We need incentives, not regulation, to achieve diverse clinical trials

Lack of diversity among clinical trial participants costs billions a year in early deaths and poor health. Proven economic incentives can dramatically change the picture — if the will existed to employ them.

This was the conclusion of Edith A. Perez, MD , Carlos del Rio , and me, echoing the findings of a new report that Congress requested from the National Academy of Medicine , for which we served as Committee members. (This is a modified version of our STAT First Opinion; I speak only for myself below.)

Large swaths of the U.S. population have not been adequately represented in #clinicalresearch, so researchers lack data on new discoveries that might prevent disease and extend life in many of their patients. This includes racial and ethnic minority populations, older adults, #LGTBQIA+ individuals, individuals with disabilities, and those that are pregnant, of reproductive age, or lactating.

Confidence in the safety and effectiveness of a drug can't be assured unless groups are properly represented in the research. A recent analysis of FDA drug approvals over five years found that fewer than 20% of those drugs had clinical trial data regarding treatment benefits or side effects for Black patients. Our Committee found that white women are better represented, but progress had stalled for racial and ethnic minority populations.

The report also quantified the potential benefits of having more diverse trials. Using the Future Elderly Model from the USC Schaeffer Institute , the Committee found that hundreds of billions of dollars will be lost over the next 25 years due to reduced life expectancy, shortened disability-free lives, and fewer years working among populations that are not proportionately represented in the trials.

Assuming just 1% of that burden could be alleviated through more representative trials, it would result in more than $40 billion in gains for diabetes and $60 billion for heart disease. By comparison, the National Institute of Diabetes and Digestive and Kidney Diseases (NIDDK) spends about $2 billion annually on research -- demonstrating how dramatically we underinvest in innovation.

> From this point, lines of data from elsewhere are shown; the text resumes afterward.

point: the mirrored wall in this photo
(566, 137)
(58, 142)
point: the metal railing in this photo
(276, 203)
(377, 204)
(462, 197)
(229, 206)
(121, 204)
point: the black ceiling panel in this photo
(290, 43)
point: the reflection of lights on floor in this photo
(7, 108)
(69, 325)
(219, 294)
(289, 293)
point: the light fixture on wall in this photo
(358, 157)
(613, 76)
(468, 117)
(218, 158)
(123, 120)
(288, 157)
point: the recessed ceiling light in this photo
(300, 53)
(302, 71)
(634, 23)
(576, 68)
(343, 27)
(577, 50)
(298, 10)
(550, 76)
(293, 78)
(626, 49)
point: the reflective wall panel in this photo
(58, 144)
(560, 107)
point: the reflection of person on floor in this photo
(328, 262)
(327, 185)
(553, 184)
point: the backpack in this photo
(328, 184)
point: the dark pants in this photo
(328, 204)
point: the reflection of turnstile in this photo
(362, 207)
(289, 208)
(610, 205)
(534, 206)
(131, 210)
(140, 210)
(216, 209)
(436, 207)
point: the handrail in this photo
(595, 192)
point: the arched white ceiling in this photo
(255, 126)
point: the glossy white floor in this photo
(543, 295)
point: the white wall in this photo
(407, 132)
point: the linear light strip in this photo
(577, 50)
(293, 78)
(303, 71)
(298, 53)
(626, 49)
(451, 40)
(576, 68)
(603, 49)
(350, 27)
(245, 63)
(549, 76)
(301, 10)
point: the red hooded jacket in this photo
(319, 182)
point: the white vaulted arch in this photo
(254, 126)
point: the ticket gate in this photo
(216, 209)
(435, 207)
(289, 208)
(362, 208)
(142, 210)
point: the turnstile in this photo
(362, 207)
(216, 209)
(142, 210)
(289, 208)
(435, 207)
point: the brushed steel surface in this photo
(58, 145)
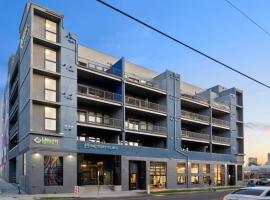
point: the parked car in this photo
(249, 193)
(263, 180)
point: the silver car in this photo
(249, 193)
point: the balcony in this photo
(98, 94)
(195, 99)
(146, 128)
(142, 104)
(220, 106)
(221, 140)
(190, 116)
(221, 123)
(194, 136)
(101, 122)
(98, 67)
(134, 79)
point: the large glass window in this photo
(206, 168)
(81, 116)
(219, 173)
(181, 173)
(158, 171)
(194, 168)
(53, 170)
(181, 168)
(50, 118)
(51, 30)
(50, 89)
(50, 60)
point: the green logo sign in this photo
(46, 140)
(24, 35)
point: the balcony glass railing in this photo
(195, 136)
(221, 106)
(98, 93)
(220, 122)
(195, 116)
(145, 104)
(144, 127)
(101, 121)
(142, 81)
(195, 98)
(222, 140)
(99, 67)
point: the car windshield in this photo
(254, 192)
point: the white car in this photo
(249, 193)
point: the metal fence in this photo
(145, 127)
(195, 116)
(145, 104)
(195, 135)
(101, 94)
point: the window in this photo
(50, 89)
(181, 180)
(206, 179)
(24, 164)
(82, 116)
(50, 60)
(194, 179)
(181, 168)
(206, 168)
(158, 171)
(239, 173)
(194, 168)
(51, 30)
(219, 175)
(50, 118)
(53, 170)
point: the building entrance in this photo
(231, 174)
(99, 169)
(137, 175)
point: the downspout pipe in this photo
(175, 134)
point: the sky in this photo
(211, 26)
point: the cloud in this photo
(258, 126)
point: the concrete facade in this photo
(108, 107)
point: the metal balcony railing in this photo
(195, 136)
(195, 98)
(144, 127)
(145, 104)
(101, 121)
(142, 81)
(220, 122)
(83, 62)
(222, 140)
(221, 106)
(195, 116)
(98, 93)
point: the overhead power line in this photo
(249, 18)
(182, 43)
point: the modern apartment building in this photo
(77, 116)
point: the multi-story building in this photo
(252, 161)
(81, 117)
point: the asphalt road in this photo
(179, 196)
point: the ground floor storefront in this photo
(58, 172)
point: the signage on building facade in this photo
(24, 35)
(46, 140)
(89, 145)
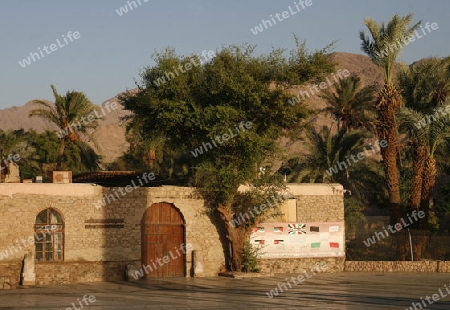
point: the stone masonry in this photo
(93, 253)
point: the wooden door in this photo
(163, 241)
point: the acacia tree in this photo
(225, 116)
(383, 47)
(73, 114)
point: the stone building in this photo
(65, 233)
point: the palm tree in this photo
(350, 104)
(426, 88)
(325, 151)
(383, 47)
(321, 163)
(74, 114)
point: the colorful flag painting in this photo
(334, 228)
(296, 229)
(278, 229)
(315, 245)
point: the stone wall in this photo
(299, 265)
(100, 241)
(96, 252)
(318, 202)
(315, 203)
(397, 266)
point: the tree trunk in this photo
(236, 237)
(388, 103)
(419, 153)
(419, 237)
(62, 146)
(429, 178)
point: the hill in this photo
(111, 133)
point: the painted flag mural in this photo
(315, 245)
(296, 229)
(292, 240)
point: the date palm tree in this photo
(350, 104)
(73, 114)
(426, 89)
(383, 46)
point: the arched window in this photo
(49, 236)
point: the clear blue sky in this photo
(112, 49)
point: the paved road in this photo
(350, 291)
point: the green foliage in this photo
(325, 150)
(426, 85)
(38, 153)
(210, 100)
(74, 115)
(386, 41)
(351, 105)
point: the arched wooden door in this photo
(163, 241)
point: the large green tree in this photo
(225, 116)
(74, 115)
(383, 46)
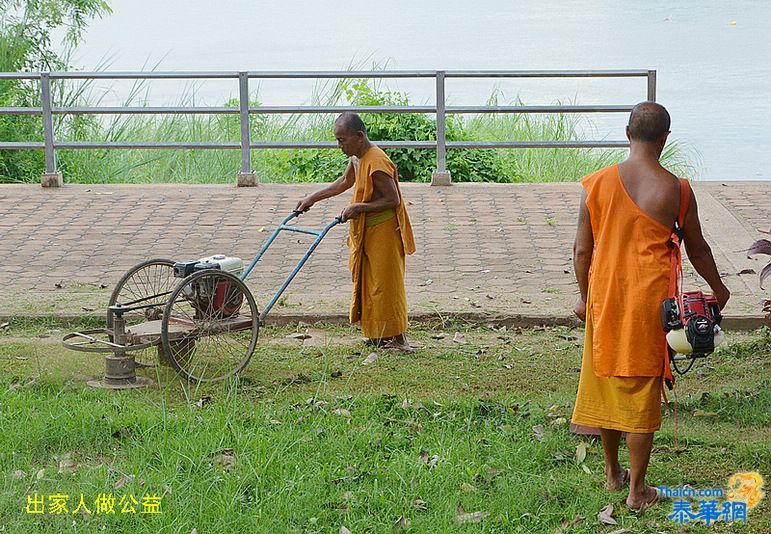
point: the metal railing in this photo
(246, 145)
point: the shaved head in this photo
(351, 122)
(648, 121)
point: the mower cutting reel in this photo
(199, 316)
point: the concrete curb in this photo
(732, 322)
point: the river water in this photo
(714, 74)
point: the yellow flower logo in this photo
(746, 487)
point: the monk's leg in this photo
(640, 446)
(615, 475)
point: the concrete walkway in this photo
(484, 250)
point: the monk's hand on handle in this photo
(722, 295)
(350, 212)
(303, 206)
(580, 309)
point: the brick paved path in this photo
(500, 250)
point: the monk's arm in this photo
(700, 254)
(385, 195)
(583, 248)
(340, 185)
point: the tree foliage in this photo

So what can we do? One option is to demand that trials be representative, either by putting up barriers at FDA or (even worse) at Centers for Medicare & Medicaid Services . However, such regulation would chill #innovation, not encourage it--thereby harming the populations we are trying to help.

A better strategy is to create more generous financial incentives.  For example, clinical trial sponsors are often limited by institutional review boards in their ability to reimburse participants. Allowing remunerating participants for lost wages, transportation costs, dependent care, and housing would help.

But bigger results can be expected if industry players are offered incentives to take action. Among its bundle of recommendations, our committee urged the FDA to study new inducements for sponsors that meet clinical trial representativeness criteria, including tax credits, fast-track eligibility, exemption from some FDA application fees, and extended market exclusivity for drugs.

The evidence demonstrates that fast-tracking drugs and extending exclusivity can really move needle.

These recommendations mirror ones included in the Orphan Drug Act of 1983, which completely changed the face of therapeutics for rare disorders. Before the ODA, millions of people were living with #rarediseases that, despite a heavy burden, attracted little research interest. The diseases were left out of the innovation pipeline, hence the term "orphan."

Inducements in the 1983 legislation led industry to develop more than 5,000 drugs that received orphan drug designation between 1983 and 2019.

How might incentives for better representation work in clinical trials? A good example is the #Alzheimer’s drug Aduhelm, which the FDA approved in 2021 but was rejected for broad coverage by Medicare and was sent back for additional, more representative trials.

Having CMS revisit safety and efficacy decisions by the FDA is classic bureaucratic overreach. Instead, Congress could create a strong incentive for more inclusive trials by guaranteeing Medicare coverage for drugs that meet standards of representation that would be designated by the FDA.

The National Academies report recommends that the Department of Health and Human Services, the FDA, the National Institutes of Health, and other federal agencies write new regulations and impose new requirements on clinical trials. Some of these might indeed help enroll in trials more participants from underserved racial and ethnic populations. But the success of the Orphan Drug Act should be clear proof that incentives are strong and effective levers for driving change in research and in fighting diseases.

Carrots, not sticks, are what is needed to overcome the stagnancy of underrepresentation in clinical research.